I have 3 kids, 16, 8 and 6 years olds. I have more concern with my eldest... He's now 2nd Year Senior HS. He will be in his 3rd year on September 2009. Can he still transfer to Alberta for his graduating year (2009-2010)? Most schools in Philippines and Taiwan do not accept graduating students. How about Alberta? I tried searching for school sites' issues on these but cannot find one. Please help. How about Catholic schools? Are Catholic schools considered public? I found one Catholic school but the tuition fee is too expensive. How are the schools rated? 

Thanks in advance.

BR,
Jocelyn


----------



## louiseg (Nov 17, 2007)

Hi Jocelyn,
My son is only in Grade one so we did not have the same concerns as you so I am not sure about your question. However this site Alberta Education - School Choice may have soem useful contact you can speak to.
There are Catholic schools that are not privately run as far as I know 
http://www.teachers.ab.ca/ALBERTAS ...ut Albertas Education System.aspx#Authorities this also seemed to be a useful resoucre for the Alberta Education system

This is a report on Alberta High School ranking Report Card on Alberta's High Schools: 2008 Edition


----------



## miraculousmedal (Nov 26, 2008)

louiseg said:


> Hi Jocelyn,
> My son is only in Grade one so we did not have the same concerns as you so I am not sure about your question.
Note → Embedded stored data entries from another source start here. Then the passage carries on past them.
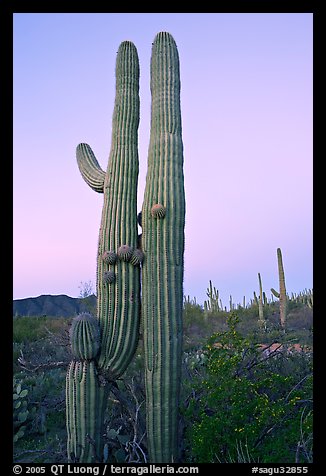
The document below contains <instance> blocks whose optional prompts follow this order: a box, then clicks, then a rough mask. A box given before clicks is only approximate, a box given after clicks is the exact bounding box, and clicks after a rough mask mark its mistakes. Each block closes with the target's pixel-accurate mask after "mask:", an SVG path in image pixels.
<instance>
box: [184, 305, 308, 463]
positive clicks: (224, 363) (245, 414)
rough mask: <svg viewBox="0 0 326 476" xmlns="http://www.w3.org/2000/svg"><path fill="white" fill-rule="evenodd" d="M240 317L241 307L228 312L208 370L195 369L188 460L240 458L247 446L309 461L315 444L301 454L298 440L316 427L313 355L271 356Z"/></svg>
mask: <svg viewBox="0 0 326 476" xmlns="http://www.w3.org/2000/svg"><path fill="white" fill-rule="evenodd" d="M238 324H239V319H238V316H237V315H236V313H234V312H231V313H229V316H228V326H229V327H228V330H226V331H224V332H217V333H215V334H214V335H213V336H212V337H211V338H210V339H209V340H208V343H207V345H206V347H205V349H204V351H205V355H206V359H207V364H206V365H205V371H204V372H200V373H199V374H198V373H197V374H196V375H195V379H194V382H193V383H194V384H195V386H194V389H195V392H193V394H192V397H191V398H190V399H188V402H187V406H186V408H185V410H184V415H185V418H186V419H188V420H189V422H190V421H191V422H192V424H191V425H188V426H187V427H186V442H187V443H186V446H187V449H186V455H187V458H188V460H190V461H195V462H197V463H204V462H205V463H208V462H230V461H238V459H239V448H242V449H244V450H243V453H244V454H246V455H247V457H248V458H247V460H248V459H249V458H250V459H251V460H252V461H256V462H258V461H260V462H264V463H275V462H276V463H281V462H284V463H285V462H294V461H295V458H296V455H297V458H299V462H301V461H305V462H307V461H309V459H310V458H311V448H310V447H309V448H305V451H304V452H302V451H301V453H300V451H299V456H298V442H299V441H301V439H302V434H306V435H309V436H307V440H309V441H310V437H311V432H312V408H311V407H312V368H311V365H312V364H311V359H309V358H308V357H306V356H305V355H301V353H298V355H296V356H292V357H289V356H287V355H283V354H280V355H276V354H275V355H273V356H270V357H269V358H268V357H266V356H265V355H263V354H262V351H261V349H260V348H259V347H258V345H257V344H255V343H253V342H252V341H250V339H248V338H245V337H243V336H242V335H241V334H240V333H239V332H238V330H237V326H238ZM302 354H303V353H302ZM291 359H292V363H294V364H295V367H296V372H293V371H292V370H293V368H292V366H291V365H288V360H290V361H291ZM298 364H299V365H298ZM208 442H209V444H208ZM305 445H306V441H304V442H301V446H302V447H304V446H305ZM306 446H307V445H306Z"/></svg>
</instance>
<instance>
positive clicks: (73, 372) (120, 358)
mask: <svg viewBox="0 0 326 476" xmlns="http://www.w3.org/2000/svg"><path fill="white" fill-rule="evenodd" d="M138 125H139V61H138V54H137V50H136V48H135V46H134V45H133V43H131V42H130V41H125V42H123V43H121V45H120V47H119V50H118V54H117V59H116V97H115V105H114V112H113V120H112V142H111V151H110V156H109V163H108V167H107V171H106V173H105V172H104V171H103V170H101V168H100V166H99V164H98V162H97V160H96V158H95V155H94V153H93V151H92V149H91V148H90V146H89V145H87V144H84V143H83V144H79V145H78V146H77V152H76V155H77V162H78V166H79V169H80V172H81V174H82V177H83V178H84V180H85V181H86V183H87V184H88V185H89V186H90V187H91V188H92V189H93V190H95V191H96V192H99V193H103V194H104V204H103V209H102V218H101V226H100V232H99V242H98V255H97V285H96V286H97V320H98V324H99V330H100V336H101V345H100V348H99V349H98V353H97V352H96V353H95V348H93V347H92V343H91V341H92V339H91V338H90V332H88V334H87V332H86V334H85V335H88V337H87V338H88V341H87V338H86V342H85V345H83V344H81V343H80V342H79V343H77V341H76V339H77V335H78V336H79V337H78V339H81V338H82V337H80V336H81V335H83V333H82V332H79V333H78V332H77V331H76V329H75V333H74V331H73V332H72V336H74V339H75V341H73V342H72V343H73V348H75V357H76V358H77V360H76V361H73V362H72V363H71V364H70V366H69V368H68V372H67V379H66V397H67V431H68V443H67V449H68V459H69V460H70V461H75V462H94V461H96V458H100V457H101V456H102V453H101V451H102V447H101V444H102V443H101V438H100V436H99V435H101V430H100V428H101V424H102V423H103V415H104V409H105V404H106V397H107V394H108V389H109V382H110V381H112V380H115V379H117V378H118V377H119V376H120V375H122V374H123V372H124V371H125V370H126V368H127V366H128V364H129V362H130V361H131V359H132V357H133V355H134V352H135V350H136V346H137V343H138V332H139V307H140V267H139V266H137V264H138V262H136V263H135V262H134V263H133V264H132V263H130V262H129V260H130V258H131V256H132V254H133V252H134V251H135V250H136V248H137V239H138V232H137V180H138ZM77 327H78V326H76V328H77ZM84 327H85V326H84ZM83 329H84V328H83ZM83 329H82V328H80V329H79V330H80V331H83ZM76 349H78V350H76ZM95 355H96V359H95ZM94 422H96V423H94ZM94 425H95V426H94Z"/></svg>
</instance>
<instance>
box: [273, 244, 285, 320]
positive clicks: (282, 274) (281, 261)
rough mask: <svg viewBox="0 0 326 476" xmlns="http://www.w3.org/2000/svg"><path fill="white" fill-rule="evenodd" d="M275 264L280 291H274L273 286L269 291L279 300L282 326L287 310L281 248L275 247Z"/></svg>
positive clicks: (283, 272) (284, 318) (282, 262)
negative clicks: (276, 257) (272, 287)
mask: <svg viewBox="0 0 326 476" xmlns="http://www.w3.org/2000/svg"><path fill="white" fill-rule="evenodd" d="M277 264H278V276H279V286H280V291H279V292H277V291H275V289H274V288H271V292H272V293H273V294H274V296H275V297H277V298H278V299H279V301H280V323H281V326H282V327H283V328H284V327H285V323H286V312H287V295H286V287H285V276H284V268H283V260H282V252H281V248H277Z"/></svg>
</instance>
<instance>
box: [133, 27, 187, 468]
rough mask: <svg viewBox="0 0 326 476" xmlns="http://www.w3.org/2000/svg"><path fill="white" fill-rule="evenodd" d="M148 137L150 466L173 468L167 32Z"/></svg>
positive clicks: (152, 107)
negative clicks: (149, 132)
mask: <svg viewBox="0 0 326 476" xmlns="http://www.w3.org/2000/svg"><path fill="white" fill-rule="evenodd" d="M151 92H152V109H151V134H150V144H149V153H148V171H147V177H146V185H145V193H144V203H143V208H142V246H143V251H144V254H145V259H144V264H143V268H142V312H143V319H144V320H143V323H144V352H145V388H146V404H147V408H146V412H147V414H146V420H147V437H148V447H149V454H150V461H151V462H155V463H171V462H177V458H178V455H177V452H178V448H177V437H178V426H177V422H178V405H179V391H180V377H181V349H182V309H183V252H184V222H185V196H184V179H183V144H182V137H181V111H180V75H179V58H178V51H177V47H176V44H175V41H174V39H173V38H172V36H171V35H170V34H169V33H165V32H161V33H158V34H157V35H156V37H155V39H154V43H153V46H152V57H151Z"/></svg>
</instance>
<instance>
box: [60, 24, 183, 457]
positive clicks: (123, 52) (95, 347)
mask: <svg viewBox="0 0 326 476" xmlns="http://www.w3.org/2000/svg"><path fill="white" fill-rule="evenodd" d="M151 92H152V107H151V133H150V145H149V157H148V172H147V177H146V186H145V195H144V203H143V207H142V211H141V213H139V214H138V217H137V180H138V151H137V147H138V136H137V131H138V125H139V62H138V55H137V50H136V48H135V46H134V45H133V44H132V43H131V42H130V41H125V42H123V43H122V44H121V45H120V47H119V51H118V55H117V61H116V97H115V106H114V112H113V120H112V144H111V151H110V157H109V163H108V167H107V171H106V172H104V171H103V170H102V169H101V167H100V165H99V163H98V162H97V159H96V157H95V155H94V153H93V151H92V149H91V148H90V146H89V145H88V144H85V143H82V144H79V145H78V147H77V161H78V166H79V169H80V172H81V174H82V177H83V178H84V180H85V182H86V183H87V184H88V185H89V186H90V187H91V188H92V189H93V190H95V191H96V192H98V193H103V195H104V203H103V209H102V218H101V225H100V232H99V241H98V253H97V282H96V285H97V316H96V319H94V318H93V317H92V316H91V315H89V314H88V315H83V316H79V317H77V319H76V320H75V321H74V323H73V325H72V330H71V344H72V353H73V357H74V359H73V360H72V362H71V363H70V365H69V368H68V371H67V378H66V416H67V433H68V440H67V452H68V460H69V461H73V462H76V463H92V462H101V456H102V454H103V440H102V434H103V431H102V430H103V420H104V412H105V408H106V405H107V397H108V394H109V391H110V388H111V385H112V382H113V381H115V380H116V379H118V378H119V377H120V376H121V375H122V374H123V373H124V371H125V370H126V368H127V366H128V365H129V363H130V362H131V359H132V358H133V356H134V353H135V350H136V347H137V344H138V337H139V320H140V319H139V317H140V268H141V267H142V312H143V322H142V325H143V333H144V353H145V356H144V357H145V359H144V360H145V388H146V421H147V442H148V451H149V459H150V461H151V462H153V463H175V462H177V461H178V407H179V393H180V379H181V357H182V311H183V262H184V258H183V254H184V226H185V193H184V178H183V144H182V135H181V110H180V73H179V56H178V51H177V47H176V44H175V41H174V39H173V38H172V36H171V35H170V34H169V33H166V32H161V33H158V34H157V35H156V37H155V39H154V43H153V47H152V57H151ZM137 222H138V224H140V226H142V235H141V237H139V236H138V224H137ZM97 326H98V327H97Z"/></svg>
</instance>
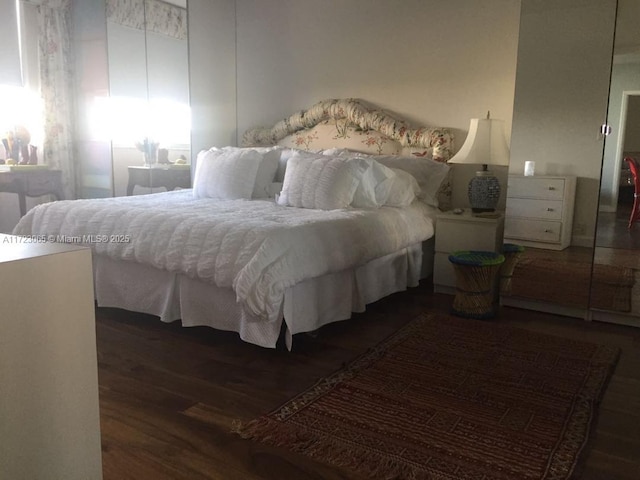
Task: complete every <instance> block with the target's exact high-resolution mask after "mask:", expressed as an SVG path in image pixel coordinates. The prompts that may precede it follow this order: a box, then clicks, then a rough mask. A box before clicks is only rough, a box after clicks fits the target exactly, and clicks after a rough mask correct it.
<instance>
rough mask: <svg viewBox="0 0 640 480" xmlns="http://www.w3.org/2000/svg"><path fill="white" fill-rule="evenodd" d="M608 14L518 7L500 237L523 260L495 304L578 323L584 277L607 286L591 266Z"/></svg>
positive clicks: (604, 97)
mask: <svg viewBox="0 0 640 480" xmlns="http://www.w3.org/2000/svg"><path fill="white" fill-rule="evenodd" d="M616 4H617V2H616V1H615V0H606V1H594V0H588V1H584V2H538V1H523V2H522V7H521V8H522V10H521V23H520V36H519V46H518V63H517V72H516V87H515V101H514V114H513V125H512V135H511V161H510V166H509V186H508V190H507V206H506V218H505V235H504V236H505V242H508V243H514V244H518V245H522V246H524V247H525V251H524V252H523V253H522V254H521V257H520V259H519V261H518V263H517V265H516V267H515V270H514V272H513V277H512V281H511V288H510V290H509V291H508V292H503V293H505V294H503V296H502V302H503V304H506V305H512V306H516V307H523V308H529V309H533V310H540V311H548V312H552V313H557V314H562V315H568V316H572V317H578V318H587V317H588V315H589V303H590V285H591V283H592V281H594V280H593V277H592V270H593V272H594V274H598V276H597V278H596V280H595V281H594V283H598V284H599V286H600V287H602V286H603V285H607V286H608V284H607V283H606V282H607V280H606V276H607V274H609V273H610V272H609V271H608V270H609V269H608V268H607V267H600V266H596V267H593V266H592V265H593V264H592V260H593V245H594V235H595V231H596V222H597V212H598V197H599V185H600V170H601V165H602V154H603V148H604V137H603V136H602V135H599V134H598V131H599V125H601V124H602V123H603V121H604V119H605V118H606V114H607V98H608V95H609V80H610V72H611V63H612V49H613V38H614V30H615V18H616V6H617V5H616ZM566 25H573V26H574V27H572V28H566ZM578 26H579V28H578ZM577 79H579V80H577ZM527 162H534V163H535V168H534V169H533V170H534V171H533V175H525V165H526V164H527ZM529 165H531V164H529ZM527 173H530V172H527ZM603 268H604V270H607V271H605V272H604V275H605V279H604V280H602V281H600V280H599V278H600V275H601V273H602V272H600V270H602V269H603ZM596 290H597V291H598V292H599V294H600V293H602V294H603V295H600V296H602V298H600V301H601V302H607V301H609V300H610V298H611V295H609V294H608V293H607V291H606V290H605V289H603V288H598V289H596ZM593 298H594V300H593V301H596V300H597V298H596V295H593ZM605 305H607V304H606V303H601V304H600V306H605Z"/></svg>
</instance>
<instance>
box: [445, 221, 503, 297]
mask: <svg viewBox="0 0 640 480" xmlns="http://www.w3.org/2000/svg"><path fill="white" fill-rule="evenodd" d="M503 228H504V216H503V215H502V214H501V213H500V214H498V215H497V216H496V217H495V218H486V217H478V216H474V215H473V214H472V213H471V211H470V210H469V209H466V210H465V211H464V212H463V213H462V214H455V213H453V212H444V213H440V214H438V216H437V217H436V243H435V259H434V265H433V289H434V291H435V292H439V293H455V286H456V277H455V272H454V269H453V265H452V264H451V262H450V261H449V254H450V253H451V252H454V251H456V250H480V251H486V252H500V251H501V250H502V231H503Z"/></svg>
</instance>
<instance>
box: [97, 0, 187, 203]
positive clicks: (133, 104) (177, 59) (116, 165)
mask: <svg viewBox="0 0 640 480" xmlns="http://www.w3.org/2000/svg"><path fill="white" fill-rule="evenodd" d="M186 8H187V2H186V0H171V1H169V0H136V1H133V2H131V1H122V0H106V12H107V14H106V17H107V46H108V62H109V94H110V95H109V111H108V121H109V132H110V138H111V145H112V175H113V187H112V188H113V194H114V195H115V196H121V195H131V194H141V193H150V192H155V191H164V190H172V189H174V188H177V187H182V188H188V187H189V186H190V180H191V174H190V166H189V164H188V163H189V161H188V159H189V158H190V145H189V144H190V108H189V62H188V40H187V10H186Z"/></svg>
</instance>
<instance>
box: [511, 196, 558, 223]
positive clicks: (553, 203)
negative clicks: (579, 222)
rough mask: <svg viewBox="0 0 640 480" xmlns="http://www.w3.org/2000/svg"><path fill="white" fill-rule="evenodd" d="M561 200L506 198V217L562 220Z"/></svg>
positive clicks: (520, 198)
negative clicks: (506, 202) (540, 199)
mask: <svg viewBox="0 0 640 480" xmlns="http://www.w3.org/2000/svg"><path fill="white" fill-rule="evenodd" d="M562 208H563V202H562V201H561V200H538V199H531V198H509V199H507V216H508V217H530V218H539V219H541V220H562Z"/></svg>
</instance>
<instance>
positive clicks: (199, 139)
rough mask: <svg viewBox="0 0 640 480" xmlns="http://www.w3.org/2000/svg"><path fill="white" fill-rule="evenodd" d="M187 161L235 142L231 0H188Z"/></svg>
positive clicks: (234, 89) (235, 105) (232, 10)
mask: <svg viewBox="0 0 640 480" xmlns="http://www.w3.org/2000/svg"><path fill="white" fill-rule="evenodd" d="M187 15H188V25H189V90H190V98H191V159H192V161H191V163H192V164H195V158H196V155H197V154H198V152H199V151H200V150H202V149H205V148H209V147H211V146H213V145H234V144H235V143H236V136H235V132H236V58H235V57H236V44H235V35H236V32H235V24H236V21H235V1H234V0H189V5H188V10H187Z"/></svg>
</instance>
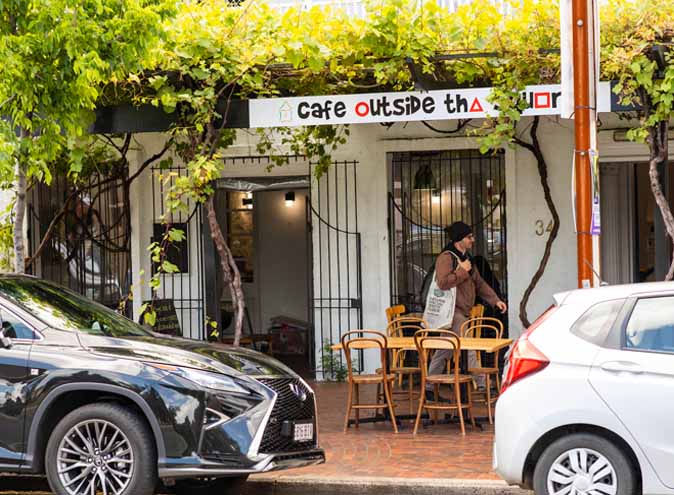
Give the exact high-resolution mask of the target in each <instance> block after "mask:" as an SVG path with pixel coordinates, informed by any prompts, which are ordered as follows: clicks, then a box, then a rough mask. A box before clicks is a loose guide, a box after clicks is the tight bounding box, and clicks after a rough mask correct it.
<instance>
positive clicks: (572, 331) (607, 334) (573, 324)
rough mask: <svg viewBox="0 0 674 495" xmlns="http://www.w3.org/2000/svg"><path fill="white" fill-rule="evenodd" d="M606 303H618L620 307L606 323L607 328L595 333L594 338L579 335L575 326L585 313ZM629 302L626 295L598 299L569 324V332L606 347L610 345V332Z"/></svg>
mask: <svg viewBox="0 0 674 495" xmlns="http://www.w3.org/2000/svg"><path fill="white" fill-rule="evenodd" d="M607 303H620V304H621V306H620V309H618V312H617V314H616V315H615V317H614V318H613V321H612V322H611V323H610V325H607V329H606V330H604V331H603V332H602V333H601V334H599V335H597V337H596V338H591V337H588V336H586V335H580V334H579V332H578V330H577V329H576V326H577V325H578V324H579V323H580V321H581V320H582V319H583V318H585V316H586V315H588V314H589V313H590V312H591V311H594V310H595V309H596V308H597V306H599V305H602V304H607ZM628 304H629V299H628V298H626V297H616V298H614V299H605V300H603V301H598V302H595V303H594V304H592V305H591V306H590V307H588V308H587V309H586V310H585V311H583V313H582V314H581V315H580V316H579V317H578V318H577V319H576V321H575V322H574V323H573V325H571V328H570V329H569V332H571V334H572V335H574V336H575V337H578V338H579V339H581V340H583V341H585V342H589V343H590V344H593V345H596V346H599V347H608V346H609V345H610V339H611V334H612V333H613V331H614V329H615V327H616V324H619V323H620V322H621V321H622V320H621V319H622V317H623V312H624V310H625V306H627V305H628Z"/></svg>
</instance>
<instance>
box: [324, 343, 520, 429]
mask: <svg viewBox="0 0 674 495" xmlns="http://www.w3.org/2000/svg"><path fill="white" fill-rule="evenodd" d="M459 340H460V342H461V351H484V352H488V353H494V352H497V351H500V350H502V349H505V348H506V347H508V346H509V345H510V344H512V343H513V340H512V339H489V338H483V339H471V338H465V337H461V338H459ZM386 341H387V345H388V349H389V350H403V351H416V350H417V346H416V344H415V342H414V337H387V339H386ZM330 348H331V349H332V350H333V351H341V350H342V344H341V342H340V343H339V344H334V345H332V346H330ZM354 348H355V349H378V348H379V346H378V345H377V344H376V343H374V342H357V343H356V345H354V346H353V347H352V349H354ZM447 348H448V349H453V347H452V345H451V344H449V343H447ZM415 418H416V416H409V415H398V414H396V419H398V420H400V419H415ZM475 419H476V421H478V423H477V426H478V427H479V428H480V429H482V426H481V424H480V421H483V420H485V419H486V418H480V417H477V418H475ZM383 420H386V416H385V415H384V416H375V417H374V418H364V419H361V420H360V422H361V423H369V422H376V421H383ZM354 421H355V420H349V424H353V423H354Z"/></svg>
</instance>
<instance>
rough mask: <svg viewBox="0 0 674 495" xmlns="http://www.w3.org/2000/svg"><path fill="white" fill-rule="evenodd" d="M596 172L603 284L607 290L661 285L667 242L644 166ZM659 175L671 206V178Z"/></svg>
mask: <svg viewBox="0 0 674 495" xmlns="http://www.w3.org/2000/svg"><path fill="white" fill-rule="evenodd" d="M600 170H601V172H600V178H601V182H600V188H601V225H602V235H601V267H602V273H601V276H602V280H603V281H605V282H607V283H609V284H611V285H615V284H628V283H638V282H652V281H655V280H663V279H664V273H666V270H667V268H668V267H669V260H670V259H671V258H670V256H671V242H670V240H669V238H668V237H667V236H666V235H665V233H664V229H663V226H662V220H661V219H660V213H659V211H658V207H657V205H656V204H655V200H654V198H653V193H652V192H651V186H650V177H649V173H648V163H645V162H626V163H625V162H623V163H602V164H601V169H600ZM664 176H665V179H664V181H665V187H664V189H665V194H666V195H668V196H669V198H670V205H671V204H672V203H673V202H672V198H671V194H669V193H668V191H671V190H674V174H664Z"/></svg>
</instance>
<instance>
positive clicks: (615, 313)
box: [571, 299, 625, 345]
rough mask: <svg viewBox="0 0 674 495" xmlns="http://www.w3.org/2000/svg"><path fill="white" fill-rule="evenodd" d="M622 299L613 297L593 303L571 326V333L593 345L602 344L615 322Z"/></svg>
mask: <svg viewBox="0 0 674 495" xmlns="http://www.w3.org/2000/svg"><path fill="white" fill-rule="evenodd" d="M624 303H625V300H624V299H615V300H612V301H604V302H600V303H598V304H595V305H594V306H592V307H591V308H590V309H588V310H587V311H586V312H585V313H584V314H583V316H581V317H580V318H579V319H578V321H576V323H574V324H573V326H572V327H571V333H572V334H574V335H575V336H576V337H580V338H581V339H583V340H586V341H588V342H590V343H592V344H595V345H603V344H604V342H605V341H606V337H607V336H608V333H609V331H610V330H611V327H612V326H613V323H615V320H616V318H617V317H618V313H620V309H621V308H622V307H623V304H624Z"/></svg>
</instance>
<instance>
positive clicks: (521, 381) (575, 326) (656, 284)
mask: <svg viewBox="0 0 674 495" xmlns="http://www.w3.org/2000/svg"><path fill="white" fill-rule="evenodd" d="M494 469H495V470H496V472H497V473H498V474H499V475H500V476H501V477H503V478H504V479H505V480H506V481H507V482H508V483H510V484H513V485H519V486H522V487H525V488H530V489H534V490H535V492H536V495H544V494H545V495H586V494H587V495H628V494H630V495H631V494H634V493H646V494H666V493H674V283H671V282H661V283H650V284H635V285H624V286H614V287H602V288H599V289H583V290H575V291H571V292H566V293H563V294H558V295H556V296H555V305H554V306H552V307H551V308H550V309H549V310H548V311H547V312H546V313H545V314H544V315H543V316H541V317H540V318H539V319H538V320H537V321H536V322H535V323H534V324H533V325H532V326H531V327H530V328H529V329H528V331H527V332H526V333H525V334H523V335H522V336H521V337H520V338H519V340H517V342H516V343H515V344H514V346H513V348H512V349H511V351H510V353H509V357H508V363H507V365H506V371H505V373H504V381H503V386H502V394H501V396H500V398H499V400H498V403H497V405H496V435H495V442H494Z"/></svg>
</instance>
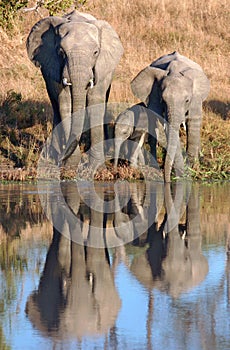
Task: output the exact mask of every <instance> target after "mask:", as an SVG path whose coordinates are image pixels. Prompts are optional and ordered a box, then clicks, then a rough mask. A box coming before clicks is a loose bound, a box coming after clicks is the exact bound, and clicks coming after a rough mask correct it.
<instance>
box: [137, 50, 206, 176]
mask: <svg viewBox="0 0 230 350" xmlns="http://www.w3.org/2000/svg"><path fill="white" fill-rule="evenodd" d="M131 88H132V91H133V93H134V95H135V96H136V97H138V98H139V99H140V100H141V101H143V102H145V103H146V105H147V107H148V108H150V109H151V110H153V111H154V112H156V113H158V114H159V115H160V116H161V117H162V116H164V118H165V120H166V131H167V139H168V144H167V154H166V159H165V165H164V178H165V181H166V182H170V175H171V170H172V166H173V164H174V168H175V170H176V172H177V174H178V175H179V174H181V173H183V171H184V162H183V157H182V153H181V148H180V142H179V128H180V125H181V124H182V123H186V127H187V156H188V161H189V164H190V166H193V164H194V162H195V161H196V160H197V159H198V154H199V148H200V126H201V119H202V102H203V101H204V100H205V99H206V98H207V96H208V93H209V89H210V84H209V80H208V78H207V77H206V75H205V74H204V72H203V70H202V68H201V67H200V66H199V65H198V64H197V63H195V62H193V61H191V60H190V59H188V58H187V57H184V56H182V55H180V54H179V53H178V52H173V53H170V54H168V55H165V56H162V57H160V58H158V59H157V60H156V61H154V62H153V63H152V64H150V65H149V66H148V67H146V68H144V69H143V70H142V71H141V72H140V73H139V74H138V75H137V76H136V77H135V78H134V79H133V80H132V82H131ZM167 123H168V124H167Z"/></svg>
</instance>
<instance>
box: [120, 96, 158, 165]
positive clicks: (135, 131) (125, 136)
mask: <svg viewBox="0 0 230 350" xmlns="http://www.w3.org/2000/svg"><path fill="white" fill-rule="evenodd" d="M156 132H157V115H156V114H155V113H154V112H153V111H151V110H150V109H149V108H146V106H145V105H144V104H143V103H140V104H136V105H134V106H132V107H130V108H128V109H126V110H125V111H124V112H122V113H120V114H119V115H118V117H117V119H116V122H115V128H114V149H115V154H114V159H115V160H114V166H115V167H116V166H117V163H118V158H119V154H120V150H121V148H122V146H124V145H125V141H126V140H128V142H127V148H128V160H129V161H130V162H131V164H133V165H134V166H136V165H137V162H138V159H139V162H140V163H141V164H142V165H144V164H145V158H144V155H143V152H142V146H143V144H144V143H145V142H146V141H147V142H148V143H149V145H150V153H151V157H150V165H151V166H154V165H156V139H157V134H156ZM129 141H131V142H129Z"/></svg>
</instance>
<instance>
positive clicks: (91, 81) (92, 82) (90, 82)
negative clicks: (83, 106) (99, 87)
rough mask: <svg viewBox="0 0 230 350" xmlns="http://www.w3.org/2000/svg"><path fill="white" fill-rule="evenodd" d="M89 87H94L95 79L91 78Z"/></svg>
mask: <svg viewBox="0 0 230 350" xmlns="http://www.w3.org/2000/svg"><path fill="white" fill-rule="evenodd" d="M89 87H90V89H92V88H93V87H94V81H93V79H90V81H89Z"/></svg>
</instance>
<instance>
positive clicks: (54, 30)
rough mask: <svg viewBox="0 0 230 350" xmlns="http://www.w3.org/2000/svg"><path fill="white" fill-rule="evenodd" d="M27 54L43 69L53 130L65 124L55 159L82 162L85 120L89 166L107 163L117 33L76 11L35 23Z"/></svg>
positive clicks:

However this site Alberta Education - School Choice may have soem useful contact you can speak to.
> There are Catholic schools that are not privately run as far as I know
> Alberta Teachers' Association - Alberta's Education System - About Alberta's Education System - Facts and Figures about Alberta's Education System this also seemed to be a useful resoucre for the Alberta Education system
> ...


Thank you so much. I will surely browse on the sites you gave.


----------